Johanna Alida Coetzee was a researcher in the field of Palynology at the University of the Free State and a pioneer in the analysis of fossil pollen. Her DSc thesis received worldwide recognition and praise from the eminent glacial geologist Richard Foster Flint and helped recognise the significance of temperature changes in controlling shifts in global and local vegetation zones.
Education and career
Coetzee was born in 1921 in Johannesburg and was educated at the Jeppe High School for Girls. She completed a master's degree in Botany at the University of the Witwatersrand. She performed some postgraduate work at the University of the Witwatersrand and the University of Natal before moving to the University of the Free State where she was appointed as an assistant botanist in the Department of Botany in 1946. Coetzee made several overseas journeys where she studied with various experts in the field of botany, including a three-month period with Gunnar Erdtman, the pioneer of palynology. In the late 1950s and 1960s Coetzee travelled with her mentor, Eduard Meine van Zinderen-Bakker, in search of lakes and swamps that would be suitable for fossil pollen analysis, including such places as Mount Kenya in east Africa and the Lesotho Highlands in southern Africa. Coetzee served on several committees connected with the studies of the Quaternary period and palynology and from 1978 to 1988, she served as the editor of the journal Palaeoecology of Africa.
Research
The highlight of her career was the completion of the 33 000 year BP pollen sequence from Sacred Lake on Mount Kenya. This work formed part of her DSc thesis, entitled Pollen analytical studies in east and southern Africa and was featured in volume 3 of Palaeoecology of Africa and the Surrounding Islands and Antarctica. Her work helped to show that glacial episodes were not confined to the Northern Hemisphere. The accepted view at the time was that high humidity Pluvial phases in the east African region, which did not experience glaciation, coincided with glaciations of the higher latitude regions.

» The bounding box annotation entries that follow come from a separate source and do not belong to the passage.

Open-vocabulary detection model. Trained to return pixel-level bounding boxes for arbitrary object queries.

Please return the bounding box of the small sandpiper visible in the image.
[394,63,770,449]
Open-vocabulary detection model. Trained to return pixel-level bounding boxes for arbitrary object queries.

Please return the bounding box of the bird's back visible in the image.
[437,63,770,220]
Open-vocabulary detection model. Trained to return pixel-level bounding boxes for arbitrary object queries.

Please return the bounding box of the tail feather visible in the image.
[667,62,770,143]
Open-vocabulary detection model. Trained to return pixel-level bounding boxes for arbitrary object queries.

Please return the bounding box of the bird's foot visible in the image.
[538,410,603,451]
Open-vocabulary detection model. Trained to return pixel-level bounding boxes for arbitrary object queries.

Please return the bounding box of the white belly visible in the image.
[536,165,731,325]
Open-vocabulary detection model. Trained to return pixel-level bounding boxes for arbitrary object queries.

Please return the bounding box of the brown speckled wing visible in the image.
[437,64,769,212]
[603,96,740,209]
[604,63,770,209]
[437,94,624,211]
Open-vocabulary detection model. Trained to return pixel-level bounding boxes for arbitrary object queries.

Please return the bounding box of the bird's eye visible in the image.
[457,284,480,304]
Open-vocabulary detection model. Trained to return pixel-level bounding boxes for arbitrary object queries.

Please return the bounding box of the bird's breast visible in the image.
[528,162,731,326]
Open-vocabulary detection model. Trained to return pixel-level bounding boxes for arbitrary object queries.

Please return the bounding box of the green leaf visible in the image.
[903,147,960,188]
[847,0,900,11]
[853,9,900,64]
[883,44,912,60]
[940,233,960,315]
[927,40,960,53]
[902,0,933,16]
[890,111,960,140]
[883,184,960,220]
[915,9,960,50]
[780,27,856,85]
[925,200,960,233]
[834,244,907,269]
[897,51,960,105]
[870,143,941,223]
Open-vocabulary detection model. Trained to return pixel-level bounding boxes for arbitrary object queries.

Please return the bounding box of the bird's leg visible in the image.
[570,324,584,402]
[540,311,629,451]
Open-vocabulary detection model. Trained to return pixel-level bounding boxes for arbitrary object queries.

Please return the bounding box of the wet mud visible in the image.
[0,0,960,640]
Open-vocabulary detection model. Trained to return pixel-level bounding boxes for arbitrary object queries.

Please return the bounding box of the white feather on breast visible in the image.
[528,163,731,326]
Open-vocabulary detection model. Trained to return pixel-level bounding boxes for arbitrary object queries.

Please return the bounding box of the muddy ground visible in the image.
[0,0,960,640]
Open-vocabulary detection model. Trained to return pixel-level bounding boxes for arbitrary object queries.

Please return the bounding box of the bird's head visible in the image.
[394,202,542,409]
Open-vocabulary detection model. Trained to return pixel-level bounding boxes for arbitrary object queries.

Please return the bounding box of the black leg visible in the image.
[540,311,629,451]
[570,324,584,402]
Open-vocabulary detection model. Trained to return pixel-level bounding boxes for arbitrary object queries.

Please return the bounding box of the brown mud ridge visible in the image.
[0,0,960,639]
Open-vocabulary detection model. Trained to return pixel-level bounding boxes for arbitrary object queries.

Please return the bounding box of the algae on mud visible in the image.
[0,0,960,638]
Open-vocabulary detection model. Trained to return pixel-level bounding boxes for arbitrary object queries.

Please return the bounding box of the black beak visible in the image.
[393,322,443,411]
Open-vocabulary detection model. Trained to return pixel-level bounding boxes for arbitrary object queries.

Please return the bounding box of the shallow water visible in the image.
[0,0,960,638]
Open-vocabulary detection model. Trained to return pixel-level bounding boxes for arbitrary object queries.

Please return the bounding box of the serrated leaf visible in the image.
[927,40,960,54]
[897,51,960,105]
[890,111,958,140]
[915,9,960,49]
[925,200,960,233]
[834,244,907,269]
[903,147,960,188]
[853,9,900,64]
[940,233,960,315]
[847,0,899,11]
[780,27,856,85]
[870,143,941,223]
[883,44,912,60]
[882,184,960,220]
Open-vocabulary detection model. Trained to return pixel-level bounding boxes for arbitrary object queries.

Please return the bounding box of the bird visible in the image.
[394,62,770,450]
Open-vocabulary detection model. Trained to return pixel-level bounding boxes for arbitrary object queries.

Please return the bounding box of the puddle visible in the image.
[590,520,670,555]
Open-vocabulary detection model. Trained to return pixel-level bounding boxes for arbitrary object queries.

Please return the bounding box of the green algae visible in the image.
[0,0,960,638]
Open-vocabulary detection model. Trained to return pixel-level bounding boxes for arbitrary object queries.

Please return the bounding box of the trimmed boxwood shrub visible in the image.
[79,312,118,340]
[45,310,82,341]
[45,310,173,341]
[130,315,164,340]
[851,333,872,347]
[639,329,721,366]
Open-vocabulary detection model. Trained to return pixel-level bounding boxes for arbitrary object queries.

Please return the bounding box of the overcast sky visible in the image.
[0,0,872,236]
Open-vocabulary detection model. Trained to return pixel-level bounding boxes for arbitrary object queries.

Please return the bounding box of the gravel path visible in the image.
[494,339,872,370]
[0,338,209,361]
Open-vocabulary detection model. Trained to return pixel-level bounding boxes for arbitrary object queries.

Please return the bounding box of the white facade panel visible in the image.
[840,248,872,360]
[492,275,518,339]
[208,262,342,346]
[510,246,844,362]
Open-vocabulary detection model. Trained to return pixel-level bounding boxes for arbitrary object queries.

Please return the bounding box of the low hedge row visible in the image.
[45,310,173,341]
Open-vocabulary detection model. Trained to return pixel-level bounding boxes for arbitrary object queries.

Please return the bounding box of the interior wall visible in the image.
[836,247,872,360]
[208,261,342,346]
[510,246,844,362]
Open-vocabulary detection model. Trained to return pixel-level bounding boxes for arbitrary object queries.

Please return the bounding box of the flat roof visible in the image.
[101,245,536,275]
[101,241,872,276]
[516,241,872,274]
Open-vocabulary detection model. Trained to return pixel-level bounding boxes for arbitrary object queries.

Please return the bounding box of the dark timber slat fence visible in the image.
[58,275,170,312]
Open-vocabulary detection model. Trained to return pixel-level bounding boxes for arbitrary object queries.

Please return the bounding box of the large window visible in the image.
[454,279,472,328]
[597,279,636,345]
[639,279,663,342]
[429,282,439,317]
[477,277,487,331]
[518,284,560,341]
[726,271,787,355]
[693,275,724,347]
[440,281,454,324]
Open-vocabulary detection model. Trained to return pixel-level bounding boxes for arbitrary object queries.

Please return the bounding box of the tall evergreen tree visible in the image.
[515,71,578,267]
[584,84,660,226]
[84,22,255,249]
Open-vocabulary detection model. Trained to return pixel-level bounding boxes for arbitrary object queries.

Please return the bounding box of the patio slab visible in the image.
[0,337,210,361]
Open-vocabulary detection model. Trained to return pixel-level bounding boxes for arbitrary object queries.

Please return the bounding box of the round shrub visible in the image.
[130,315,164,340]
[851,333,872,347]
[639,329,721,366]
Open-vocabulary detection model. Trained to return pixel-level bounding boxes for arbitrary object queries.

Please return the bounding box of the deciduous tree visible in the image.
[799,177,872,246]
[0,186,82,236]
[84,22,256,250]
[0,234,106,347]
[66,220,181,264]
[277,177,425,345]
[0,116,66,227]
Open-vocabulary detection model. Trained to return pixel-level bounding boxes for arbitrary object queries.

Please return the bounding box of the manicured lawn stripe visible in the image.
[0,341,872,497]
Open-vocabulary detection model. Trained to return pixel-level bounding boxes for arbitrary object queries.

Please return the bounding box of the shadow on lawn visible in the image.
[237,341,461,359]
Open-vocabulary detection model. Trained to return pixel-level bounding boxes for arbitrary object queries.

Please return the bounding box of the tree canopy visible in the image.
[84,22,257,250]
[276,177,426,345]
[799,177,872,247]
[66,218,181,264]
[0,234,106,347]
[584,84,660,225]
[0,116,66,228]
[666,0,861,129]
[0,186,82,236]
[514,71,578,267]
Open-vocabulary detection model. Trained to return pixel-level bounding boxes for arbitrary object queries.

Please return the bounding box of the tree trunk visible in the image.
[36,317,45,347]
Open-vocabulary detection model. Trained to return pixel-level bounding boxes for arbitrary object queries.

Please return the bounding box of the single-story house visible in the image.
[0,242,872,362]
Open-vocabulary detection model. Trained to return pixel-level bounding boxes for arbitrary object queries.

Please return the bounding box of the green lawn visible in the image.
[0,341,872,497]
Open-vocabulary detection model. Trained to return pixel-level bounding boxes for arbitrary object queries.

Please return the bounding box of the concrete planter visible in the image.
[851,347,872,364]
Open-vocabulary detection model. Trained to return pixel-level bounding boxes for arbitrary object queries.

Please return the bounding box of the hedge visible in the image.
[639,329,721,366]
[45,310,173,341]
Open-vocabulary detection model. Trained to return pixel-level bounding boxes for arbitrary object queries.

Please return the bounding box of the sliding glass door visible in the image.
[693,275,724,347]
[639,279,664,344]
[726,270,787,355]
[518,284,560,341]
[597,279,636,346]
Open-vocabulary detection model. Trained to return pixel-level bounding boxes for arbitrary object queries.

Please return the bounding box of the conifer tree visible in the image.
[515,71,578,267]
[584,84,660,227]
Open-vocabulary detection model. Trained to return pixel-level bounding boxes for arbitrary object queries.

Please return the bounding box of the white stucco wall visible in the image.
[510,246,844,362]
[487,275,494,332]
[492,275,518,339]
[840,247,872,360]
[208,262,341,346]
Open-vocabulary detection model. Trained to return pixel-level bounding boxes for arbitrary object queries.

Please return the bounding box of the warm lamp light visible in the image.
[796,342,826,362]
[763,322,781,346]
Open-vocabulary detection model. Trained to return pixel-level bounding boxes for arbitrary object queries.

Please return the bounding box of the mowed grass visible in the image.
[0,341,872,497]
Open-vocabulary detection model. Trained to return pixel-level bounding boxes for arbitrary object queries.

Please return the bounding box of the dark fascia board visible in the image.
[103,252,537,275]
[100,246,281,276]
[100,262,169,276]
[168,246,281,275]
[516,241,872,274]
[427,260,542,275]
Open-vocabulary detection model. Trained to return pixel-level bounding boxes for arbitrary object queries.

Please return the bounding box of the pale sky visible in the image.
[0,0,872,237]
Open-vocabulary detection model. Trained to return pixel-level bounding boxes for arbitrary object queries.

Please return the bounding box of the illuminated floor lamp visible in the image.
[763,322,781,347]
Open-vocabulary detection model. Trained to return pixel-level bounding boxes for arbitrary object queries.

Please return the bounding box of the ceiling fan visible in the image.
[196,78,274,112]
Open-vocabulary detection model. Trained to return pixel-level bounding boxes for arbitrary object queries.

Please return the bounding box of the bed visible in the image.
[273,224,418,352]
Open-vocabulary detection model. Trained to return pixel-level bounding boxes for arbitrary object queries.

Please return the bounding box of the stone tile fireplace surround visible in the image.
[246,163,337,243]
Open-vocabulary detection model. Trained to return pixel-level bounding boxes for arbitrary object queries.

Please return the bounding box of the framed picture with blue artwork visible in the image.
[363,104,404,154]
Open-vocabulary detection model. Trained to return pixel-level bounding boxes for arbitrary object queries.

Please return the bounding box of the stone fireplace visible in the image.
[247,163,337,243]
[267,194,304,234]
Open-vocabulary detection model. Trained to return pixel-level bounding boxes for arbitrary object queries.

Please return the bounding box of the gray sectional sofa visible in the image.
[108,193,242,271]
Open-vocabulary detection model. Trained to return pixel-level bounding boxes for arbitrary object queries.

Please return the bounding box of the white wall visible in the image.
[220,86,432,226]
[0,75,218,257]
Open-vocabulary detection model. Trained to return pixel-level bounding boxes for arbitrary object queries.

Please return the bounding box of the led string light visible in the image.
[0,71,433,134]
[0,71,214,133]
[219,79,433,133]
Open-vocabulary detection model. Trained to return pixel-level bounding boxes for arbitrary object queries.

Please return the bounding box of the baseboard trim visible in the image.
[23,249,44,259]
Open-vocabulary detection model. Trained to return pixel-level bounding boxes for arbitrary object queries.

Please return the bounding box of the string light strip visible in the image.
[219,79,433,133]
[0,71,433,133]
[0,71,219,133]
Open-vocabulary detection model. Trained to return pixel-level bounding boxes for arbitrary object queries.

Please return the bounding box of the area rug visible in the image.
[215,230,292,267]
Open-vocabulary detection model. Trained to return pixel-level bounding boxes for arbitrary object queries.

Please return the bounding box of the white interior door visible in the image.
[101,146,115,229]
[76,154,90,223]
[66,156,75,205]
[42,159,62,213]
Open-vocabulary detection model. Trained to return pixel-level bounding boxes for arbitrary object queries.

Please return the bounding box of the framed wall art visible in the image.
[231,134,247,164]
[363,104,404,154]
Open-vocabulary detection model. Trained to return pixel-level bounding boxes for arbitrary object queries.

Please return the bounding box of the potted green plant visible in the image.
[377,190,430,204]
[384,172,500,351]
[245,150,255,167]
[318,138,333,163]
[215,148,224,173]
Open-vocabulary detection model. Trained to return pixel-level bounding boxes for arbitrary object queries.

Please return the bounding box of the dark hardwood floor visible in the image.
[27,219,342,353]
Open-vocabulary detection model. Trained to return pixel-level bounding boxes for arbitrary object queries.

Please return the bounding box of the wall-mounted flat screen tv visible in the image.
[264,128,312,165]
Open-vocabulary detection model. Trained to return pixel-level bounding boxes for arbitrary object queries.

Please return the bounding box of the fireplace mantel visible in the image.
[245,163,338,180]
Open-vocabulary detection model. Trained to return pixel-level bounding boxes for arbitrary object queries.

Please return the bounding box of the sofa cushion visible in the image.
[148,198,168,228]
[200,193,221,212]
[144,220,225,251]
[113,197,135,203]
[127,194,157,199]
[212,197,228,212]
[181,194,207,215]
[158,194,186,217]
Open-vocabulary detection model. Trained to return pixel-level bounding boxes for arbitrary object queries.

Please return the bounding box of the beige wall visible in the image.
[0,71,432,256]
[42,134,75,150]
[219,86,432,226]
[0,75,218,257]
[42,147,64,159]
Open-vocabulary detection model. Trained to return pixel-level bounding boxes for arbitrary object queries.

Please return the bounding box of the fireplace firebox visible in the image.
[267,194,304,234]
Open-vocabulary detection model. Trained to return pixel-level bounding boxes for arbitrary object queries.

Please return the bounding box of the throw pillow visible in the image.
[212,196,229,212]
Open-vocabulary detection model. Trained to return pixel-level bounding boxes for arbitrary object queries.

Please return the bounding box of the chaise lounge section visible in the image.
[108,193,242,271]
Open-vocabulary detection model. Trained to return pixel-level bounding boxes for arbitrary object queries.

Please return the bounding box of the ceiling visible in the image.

Coetzee's research, in conjunction with van Zinderen Bakker, helped change these views by recognising the significance of temperature changes in controlling shifts in vegetation zones. Her research in the 1970s and 1980s helped establish the importance of temperature changes in the history of African vegetation during the Quaternary and that ice ages were not wetter there. It also clarified the history of the South Africanfynbos biome by tracing the origins of diverse fynbos vegetation, identified by fossil pollen to be types of Palmae, Winteraceae, Casuarinaceae, Chloranthaceae, and Sarcolaenaceae amongst others in Cenozoic deposits. The research also showed that during the Neogene periodglobal cooling and Antarctic glaciation drove the replacement of subtropical woodlands by fynbos. Coetzee became a senior lecturer in Botany at the University of the Free State and was later appointed a professor of Botany. She retired from the University in 1988.
On retiring from the Department of Botany at the University of the Free State in 1988, Coetzee moved to Somerset West, Western Cape. She died on 28 April 2007.